The vibrating thing didn’t work on me apparently. He said in like 80% of people the counter point for pelvic pain is the top of the head. But he did that for a few sore spots and the head vibration never seemed to work. So I’m not in the 80% I guess. He stuck to mostly applying different kinds of pressure on different “counter” areas in my body. Each time checking to see if he can push my arm down.
I was asking so many question about how this works that he explained that different stimulus can work to help change the misfiring signals to pain receptors, not just touch but sound as well. That even your memories can trigger pain receptors to fire.
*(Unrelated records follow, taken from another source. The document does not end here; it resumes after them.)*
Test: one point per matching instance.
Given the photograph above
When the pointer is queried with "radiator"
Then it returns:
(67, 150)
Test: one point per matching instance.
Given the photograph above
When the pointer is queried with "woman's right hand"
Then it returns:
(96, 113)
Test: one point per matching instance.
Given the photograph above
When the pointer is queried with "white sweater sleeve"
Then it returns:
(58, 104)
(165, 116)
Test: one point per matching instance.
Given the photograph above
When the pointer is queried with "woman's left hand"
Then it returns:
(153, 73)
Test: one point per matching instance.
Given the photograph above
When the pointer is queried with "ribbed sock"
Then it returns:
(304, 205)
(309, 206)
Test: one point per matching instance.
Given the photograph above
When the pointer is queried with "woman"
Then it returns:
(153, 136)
To demonstrate, he pressed a sore area near my pelvis and was like think about your labour and the tearing. And then he did the pushing my arm down test and it went weak. So he was like “see the memory of pain makes you go weak”. Then he was like think about it again and he snapped his fingers and my arm stayed strong. Supposedly the snapping interrupted the pain signal. I’ve never felt a stronger urge to roll my eyes.
It isn’t that I’m against the idea of false pain signals or neurons needing to be “remapped” (not that I know anything about this stuff). I’ve heard things about transferred pain and receptors misfiring. My main hesitation is whether the cause for the pain was what he said, and if the techniques he was using actually do anything to reroute pain in your brain. He seemed to imply a lot of my pain was caused by the false pain signals. Like at one point he “figured out” that the trauma from my vaginal tear was causing neck weakness. Even though I’ve had neck pain and seized muscles and headaches cause my tight neck muscles for years before I ever had a baby. Seemed very hokey.
He also claimed that none of the taps, presses, vibrations or snaps were random. That it was all very detailed neurology stuff that you have to study and I wouldn’t understand. He also implied that because of these techniques he can help me with pain that no one else can help with. Whenever a service provider tries to pull the “Only I can help you” card, it’s an immediate red flag.
At the end of the day, I don’t regret going there. This chiro did help me with my back pain. The manual adjustment was effective. Whether the weird bizarre chiropractor P-DTR pseudo-neuroscience did any good, I’m not sure. Maybe. But I doubt it. And now I have a funny chiropractor story under my belt. I’m probably misremembering and misrepresenting a lot of the “theory” behind this method. Take everything I say here with a grain of salt, it’s just based on what I remember from my one bizarre chiropractor appointment with P-DTR.
I have since done some research (aka googling) about this and this method is something called Proprioceptive-Deep Tendon Reflex (P-DTR). Sometimes seems to be referred to as Functional Neurology. The website has claims that it treats a bunch of stuff beyond chiropractic practice. Maybe someday this will become more proven and mainstream and I’ll have to admit I was wrong. But in the meantime when I emailed and asked my old chiropractor in Toronto about it and a couple others, they didn’t know what this was and never heard of it. So I’m going to hold off on calling this legit just yet.